The Buddhist religion and philosophy entered China in the first two centuries CE and gradually blended with Taoist and Confucian practices. In China, Buddhism got its own flavor becoming so-called Mahayana Buddhism (as opposed to Theravada Buddhism), which later branched in additional Buddhist lineages, such as Zen Buddhism (Chan Buddhism). Today, Buddhism is the most important religion in China.
Buddhist meditation techniques, such as Vipassana, Samatha, and Metta meditation, are among the practices that integrated into Chinese medicine. Meditation is seen as preventive but also as curative medicine and it naturally fitted into medical practices. Quieting the mind and breath control is considered a therapeutic practice to obtain spiritual uplifting, health and longevity.
Moreover, Buddhist approach to health takes the position that mental well-being is a precondition for physical health, sometimes even to the extreme of claiming that illness is a mental construct. In any case, recognizing that the mind (thoughts and emotions) plays a major role in influencing, maintaining or regaining physical health is one of the key principals in TCM also.
Another interesting similarity between Buddhism and TCM is the way health and disease are seen: in Buddhism it’s said that peace of mind and enlightenment cannot be “acquired.” Peace and Self-Realization are always there already, there are only obstacles that need to be removed to see it. The same goes for health, which cannot be “obtained.” Health cannot be experienced, only disease and illness. Thus, by removing barriers and blockages (which are in fact the illness) Qi Life Energy flows unobstructed, disease disappears and health is restored.
Additionally, the Buddhist “Middle Way” blended in seamlessly with the ancient concept of Yin-Yang balance in Chinese philosophy. The Buddha advocated the middle way of moderation, finding balance between the extremes of sensual indulgence and self-mortification. Maintaining balance is considered crucial to attaining physical and mental health, liberation and finally enlightenment.

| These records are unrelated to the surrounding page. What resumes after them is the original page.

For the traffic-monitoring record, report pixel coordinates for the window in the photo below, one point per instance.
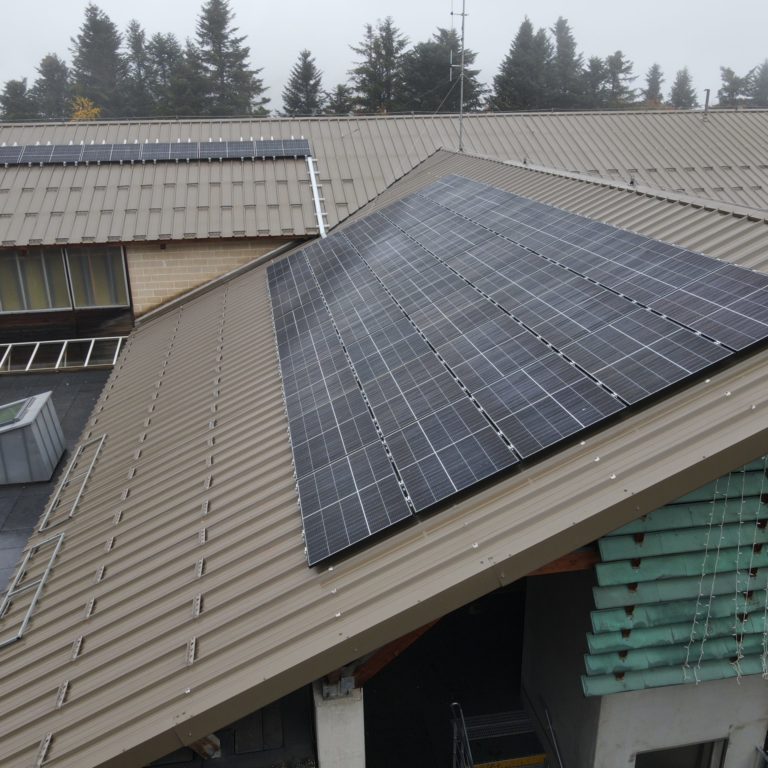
(35, 280)
(98, 277)
(48, 278)
(710, 754)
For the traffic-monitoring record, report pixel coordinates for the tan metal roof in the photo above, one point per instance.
(721, 156)
(193, 495)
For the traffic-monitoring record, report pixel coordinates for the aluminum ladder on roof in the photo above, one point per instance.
(60, 354)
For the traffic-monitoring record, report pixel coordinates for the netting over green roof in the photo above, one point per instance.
(683, 591)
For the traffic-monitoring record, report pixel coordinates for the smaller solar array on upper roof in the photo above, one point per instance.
(73, 154)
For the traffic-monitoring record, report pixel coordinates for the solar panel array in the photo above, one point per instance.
(73, 154)
(464, 329)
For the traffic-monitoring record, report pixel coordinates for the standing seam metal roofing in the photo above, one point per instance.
(720, 156)
(193, 414)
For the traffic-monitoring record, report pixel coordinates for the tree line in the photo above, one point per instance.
(131, 74)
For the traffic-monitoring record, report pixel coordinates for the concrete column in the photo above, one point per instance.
(340, 728)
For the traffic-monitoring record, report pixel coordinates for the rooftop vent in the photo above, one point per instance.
(31, 440)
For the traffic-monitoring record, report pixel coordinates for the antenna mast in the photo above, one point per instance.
(461, 77)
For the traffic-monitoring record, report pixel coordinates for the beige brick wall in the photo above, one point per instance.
(160, 274)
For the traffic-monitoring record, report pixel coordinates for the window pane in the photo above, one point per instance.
(57, 279)
(11, 296)
(34, 281)
(98, 277)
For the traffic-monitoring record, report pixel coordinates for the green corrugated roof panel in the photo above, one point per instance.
(694, 515)
(601, 685)
(681, 541)
(669, 634)
(665, 590)
(683, 591)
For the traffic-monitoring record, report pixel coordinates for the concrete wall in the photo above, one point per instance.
(658, 718)
(159, 274)
(556, 622)
(340, 729)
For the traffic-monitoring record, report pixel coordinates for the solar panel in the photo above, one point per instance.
(186, 150)
(10, 155)
(464, 329)
(36, 154)
(125, 153)
(66, 153)
(154, 151)
(97, 153)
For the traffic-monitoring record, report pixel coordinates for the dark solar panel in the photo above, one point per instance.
(125, 153)
(463, 328)
(184, 150)
(66, 153)
(97, 153)
(36, 154)
(156, 151)
(10, 155)
(153, 152)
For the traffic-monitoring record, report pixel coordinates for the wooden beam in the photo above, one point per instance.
(580, 560)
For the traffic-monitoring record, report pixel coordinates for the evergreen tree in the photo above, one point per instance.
(138, 92)
(339, 101)
(84, 109)
(98, 69)
(303, 94)
(188, 92)
(232, 87)
(652, 92)
(378, 77)
(165, 66)
(429, 83)
(524, 78)
(567, 68)
(16, 102)
(735, 89)
(759, 85)
(683, 95)
(51, 90)
(595, 83)
(619, 76)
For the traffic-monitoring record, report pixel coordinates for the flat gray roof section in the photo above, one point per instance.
(181, 599)
(21, 505)
(719, 156)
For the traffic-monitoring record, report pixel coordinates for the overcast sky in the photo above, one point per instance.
(701, 35)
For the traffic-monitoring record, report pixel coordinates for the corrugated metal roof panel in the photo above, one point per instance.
(196, 465)
(720, 156)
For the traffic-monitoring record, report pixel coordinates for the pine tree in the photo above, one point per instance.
(567, 68)
(429, 83)
(524, 78)
(652, 95)
(51, 90)
(759, 85)
(735, 89)
(16, 102)
(377, 79)
(619, 76)
(683, 95)
(84, 109)
(303, 94)
(188, 93)
(98, 69)
(165, 62)
(595, 83)
(232, 87)
(339, 101)
(138, 93)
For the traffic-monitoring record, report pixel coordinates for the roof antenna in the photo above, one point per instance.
(461, 73)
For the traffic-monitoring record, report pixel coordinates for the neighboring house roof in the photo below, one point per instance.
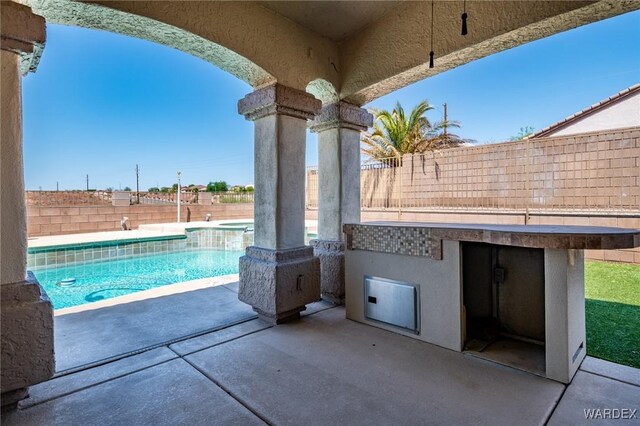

Buddhism and TCM also converge when it comes to moderation of diet and lifestyle, which is thought to significantly contribute to one’s physical and mental health. An interesting point here is the reverence that is shown in China for Jivaka Komarabhacca, the important Father of Medicine in Thailand, herbal doctor and the personal physician of the Buddha. In the Chinese Jivaka Sutras it’s written that Jivaka, the “Medicine King,” was born with acupuncture needles and herbs in his hand.